I am seeing a very weird issue with my Kafka topic, I have a Spring Cloud Kafka stream app where I am reading from INPUT_TOPIC with around 20 million records and then grouping records by keys and aggregating based on values of other fields into a single string value and pushing that data to an output topic. I am doing this so I can use all the topic data as lookup or join with another topic, so I can read AGGREGATED_OUTPUT_TOPIC as a GlobalKStore to be joined with another topic based on keys. If I don't aggregate this way I lose the same keyed values to only latest values when I load INPUT_TOPIC without aggregating. Anyway my code is as below.
KStream.groupByKey()
.windowedBy(TimeWindows.of(Duration.ofMinutes(30)))
.aggregate(() -> initStr,
(key, value, agg) -> {
return agg + "::" + value.getSequence() + "|" + value.getComment()+"|"+value.getDtEntered();
},
Materialized.with(Serdes.String(), Serdes.String()))
.toStream()
.selectKey((k,v)->k.toString().substring(1).split("@")[0])
.peek(((key, value) -> log.info("key: {}, value: {}", key, value)))
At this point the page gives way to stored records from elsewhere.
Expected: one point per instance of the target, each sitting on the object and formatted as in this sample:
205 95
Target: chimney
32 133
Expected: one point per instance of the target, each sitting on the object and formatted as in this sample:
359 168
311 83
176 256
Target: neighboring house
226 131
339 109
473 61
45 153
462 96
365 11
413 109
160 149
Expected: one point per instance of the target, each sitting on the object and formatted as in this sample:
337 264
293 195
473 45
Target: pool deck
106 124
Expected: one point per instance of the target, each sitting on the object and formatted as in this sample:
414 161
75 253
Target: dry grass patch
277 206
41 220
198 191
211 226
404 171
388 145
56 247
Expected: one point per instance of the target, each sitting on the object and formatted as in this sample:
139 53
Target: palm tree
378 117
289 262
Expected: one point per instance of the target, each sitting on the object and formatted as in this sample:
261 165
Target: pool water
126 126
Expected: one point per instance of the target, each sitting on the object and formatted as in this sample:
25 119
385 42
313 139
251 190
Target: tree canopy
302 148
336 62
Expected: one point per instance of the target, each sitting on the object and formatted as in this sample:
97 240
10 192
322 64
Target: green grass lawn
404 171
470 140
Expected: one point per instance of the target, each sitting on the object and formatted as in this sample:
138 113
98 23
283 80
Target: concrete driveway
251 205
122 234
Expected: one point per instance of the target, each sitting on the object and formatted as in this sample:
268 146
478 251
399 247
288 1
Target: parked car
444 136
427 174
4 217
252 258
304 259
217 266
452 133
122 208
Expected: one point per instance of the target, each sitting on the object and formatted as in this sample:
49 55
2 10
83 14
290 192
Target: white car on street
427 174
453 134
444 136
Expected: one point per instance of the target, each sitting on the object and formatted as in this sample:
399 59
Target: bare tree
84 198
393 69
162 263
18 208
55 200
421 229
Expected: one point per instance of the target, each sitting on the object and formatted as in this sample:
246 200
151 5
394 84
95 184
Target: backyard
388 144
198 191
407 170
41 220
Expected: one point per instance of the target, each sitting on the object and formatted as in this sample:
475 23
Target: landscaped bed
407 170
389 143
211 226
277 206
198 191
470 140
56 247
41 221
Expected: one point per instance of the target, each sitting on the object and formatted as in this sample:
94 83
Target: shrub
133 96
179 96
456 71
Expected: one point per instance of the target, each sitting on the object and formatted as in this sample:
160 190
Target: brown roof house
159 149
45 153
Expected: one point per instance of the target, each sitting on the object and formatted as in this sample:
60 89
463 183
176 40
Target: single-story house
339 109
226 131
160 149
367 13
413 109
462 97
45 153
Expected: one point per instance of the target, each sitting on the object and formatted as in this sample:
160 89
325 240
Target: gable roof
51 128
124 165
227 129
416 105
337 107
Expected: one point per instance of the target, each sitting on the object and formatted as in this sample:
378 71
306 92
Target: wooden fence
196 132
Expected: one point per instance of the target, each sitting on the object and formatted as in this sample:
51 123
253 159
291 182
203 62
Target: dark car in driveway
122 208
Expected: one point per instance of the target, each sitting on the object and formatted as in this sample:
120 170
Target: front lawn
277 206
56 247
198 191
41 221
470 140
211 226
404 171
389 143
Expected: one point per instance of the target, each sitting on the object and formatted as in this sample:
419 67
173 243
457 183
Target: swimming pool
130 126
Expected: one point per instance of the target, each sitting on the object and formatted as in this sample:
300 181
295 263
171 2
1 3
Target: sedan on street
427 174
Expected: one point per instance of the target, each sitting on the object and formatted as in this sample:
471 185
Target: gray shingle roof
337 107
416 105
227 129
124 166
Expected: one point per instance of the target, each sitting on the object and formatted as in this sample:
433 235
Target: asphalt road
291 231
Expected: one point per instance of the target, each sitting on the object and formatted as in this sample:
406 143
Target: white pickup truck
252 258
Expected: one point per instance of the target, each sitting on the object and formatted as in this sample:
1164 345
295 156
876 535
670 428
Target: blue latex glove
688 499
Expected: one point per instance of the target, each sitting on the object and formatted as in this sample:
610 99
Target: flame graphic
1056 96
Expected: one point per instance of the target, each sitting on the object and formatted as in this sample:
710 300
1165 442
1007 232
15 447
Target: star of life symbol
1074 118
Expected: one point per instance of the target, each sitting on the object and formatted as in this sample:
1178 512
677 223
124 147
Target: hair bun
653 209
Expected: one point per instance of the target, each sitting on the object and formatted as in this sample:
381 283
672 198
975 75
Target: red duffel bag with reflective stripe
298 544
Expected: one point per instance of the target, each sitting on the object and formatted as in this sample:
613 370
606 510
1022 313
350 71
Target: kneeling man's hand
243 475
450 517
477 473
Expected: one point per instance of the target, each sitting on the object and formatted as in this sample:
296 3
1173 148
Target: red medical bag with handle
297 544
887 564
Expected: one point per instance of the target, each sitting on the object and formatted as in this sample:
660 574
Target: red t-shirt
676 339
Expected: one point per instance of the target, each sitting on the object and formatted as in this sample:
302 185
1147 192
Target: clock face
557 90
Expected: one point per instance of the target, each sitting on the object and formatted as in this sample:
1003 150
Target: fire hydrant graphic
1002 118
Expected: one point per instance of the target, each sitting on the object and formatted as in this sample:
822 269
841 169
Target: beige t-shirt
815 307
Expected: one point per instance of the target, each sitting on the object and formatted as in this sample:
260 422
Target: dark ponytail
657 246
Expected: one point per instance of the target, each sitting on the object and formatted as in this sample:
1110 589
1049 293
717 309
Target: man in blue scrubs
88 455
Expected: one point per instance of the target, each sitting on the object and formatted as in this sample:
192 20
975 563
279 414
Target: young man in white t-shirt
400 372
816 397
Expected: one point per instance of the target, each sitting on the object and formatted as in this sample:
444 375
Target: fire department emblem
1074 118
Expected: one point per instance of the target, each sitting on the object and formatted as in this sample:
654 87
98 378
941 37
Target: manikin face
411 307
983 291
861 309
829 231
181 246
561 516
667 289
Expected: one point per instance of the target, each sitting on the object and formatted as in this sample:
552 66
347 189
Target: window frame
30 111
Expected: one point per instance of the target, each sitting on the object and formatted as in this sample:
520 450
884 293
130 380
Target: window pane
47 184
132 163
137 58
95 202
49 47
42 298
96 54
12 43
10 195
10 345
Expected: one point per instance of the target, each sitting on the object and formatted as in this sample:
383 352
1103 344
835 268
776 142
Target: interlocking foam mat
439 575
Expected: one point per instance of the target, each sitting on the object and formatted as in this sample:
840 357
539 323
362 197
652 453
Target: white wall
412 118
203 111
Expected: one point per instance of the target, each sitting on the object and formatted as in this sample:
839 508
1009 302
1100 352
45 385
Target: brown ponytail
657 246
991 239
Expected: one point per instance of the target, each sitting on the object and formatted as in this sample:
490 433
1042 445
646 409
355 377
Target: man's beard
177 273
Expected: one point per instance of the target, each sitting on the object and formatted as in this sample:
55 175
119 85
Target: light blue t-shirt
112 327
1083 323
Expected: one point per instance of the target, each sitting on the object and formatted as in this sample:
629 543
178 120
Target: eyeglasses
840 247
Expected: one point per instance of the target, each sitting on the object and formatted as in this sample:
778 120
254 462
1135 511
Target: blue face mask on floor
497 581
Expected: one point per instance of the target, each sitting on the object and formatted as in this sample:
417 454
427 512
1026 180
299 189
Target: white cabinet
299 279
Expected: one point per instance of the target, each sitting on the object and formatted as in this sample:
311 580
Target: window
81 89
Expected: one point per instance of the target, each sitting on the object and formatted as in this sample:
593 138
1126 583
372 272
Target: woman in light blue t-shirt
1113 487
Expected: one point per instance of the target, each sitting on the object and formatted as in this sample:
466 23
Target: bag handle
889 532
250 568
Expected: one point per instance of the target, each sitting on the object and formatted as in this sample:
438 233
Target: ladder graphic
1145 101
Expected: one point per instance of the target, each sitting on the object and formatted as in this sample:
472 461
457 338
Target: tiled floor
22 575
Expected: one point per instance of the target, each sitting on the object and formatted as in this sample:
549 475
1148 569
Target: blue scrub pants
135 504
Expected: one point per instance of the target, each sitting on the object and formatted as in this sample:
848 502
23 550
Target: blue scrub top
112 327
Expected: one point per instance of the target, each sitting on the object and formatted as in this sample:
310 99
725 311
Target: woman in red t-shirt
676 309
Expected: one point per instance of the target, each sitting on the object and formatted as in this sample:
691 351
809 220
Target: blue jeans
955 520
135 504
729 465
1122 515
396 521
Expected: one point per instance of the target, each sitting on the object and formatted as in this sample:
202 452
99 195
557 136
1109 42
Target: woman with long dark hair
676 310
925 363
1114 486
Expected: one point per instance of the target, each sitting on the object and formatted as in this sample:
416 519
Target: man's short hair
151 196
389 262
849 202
.to("AGGREGATED_OUTPUT_TOPIC");
My config looks like this:
spring:
cloud:
stream:
schemaRegistryClient:
endpoint: https://kafka.shared.internal.xxxx.com.au:8081
bindings:
kstream_input_channel:
destination: INPUT_TOPIC
kafka:
streams:
binder:
applicationId: appID
brokers: b-2.shared.twluaa.c3.kafka.ap-southeast-2.amazonaws.com:9096,b-1.shared.twluaa.c3.kafka.ap-southeast-2.amazonaws.com:9096,b-3.shared.twluaa.c3.kafka.ap-southeast-2.amazonaws.com:9096
configuration:
auto.offset.reset: earliest
schema.registry.url: https://kafka.shared.internal.com.au:8081
security:
protocol: SASL_SSL
sasl:
mechanism: SCRAM-SHA-512
jaas:
config: org.apache.kafka.common.security.scram.ScramLoginModule required username="clouduser" password="dummy";
commit.interval.ms: 20000
state.dir: state-store
default:
key.serde: org.apache.kafka.common.serialization.Serdes$StringSerde
value.serde: io.confluent.kafka.streams.serdes.avro.SpecificAvroSerde
bindings:
kstream_input_channel:
consumer:
keySerde: org.apache.kafka.common.serialization.Serdes$StringSerde
valueSerde: io.confluent.kafka.streams.serdes.avro.SpecificAvroSerde
startOffset: earliest
**Now I see that my aggregating app runs and consumes data fine and also aggregates fine, except when it stops reading after sometime and prints this
stream-thread [appID-9a5fe835-835e-45c6-9d96-5799d1cb58b7-StreamThread-1] Processed 935164 total records, ran 0 punctuators, and committed 12 total tasks since the last update **
After this I see that the count on the output topic actually starts to reduce gradually till 0 I check this on AKHQ by refreshing on the topic, so if it had already grouped and aggregated say 5 million records, and I start seeing this exception and it starts to delete data from topic unless I stop the app, I see the topic size goto 0.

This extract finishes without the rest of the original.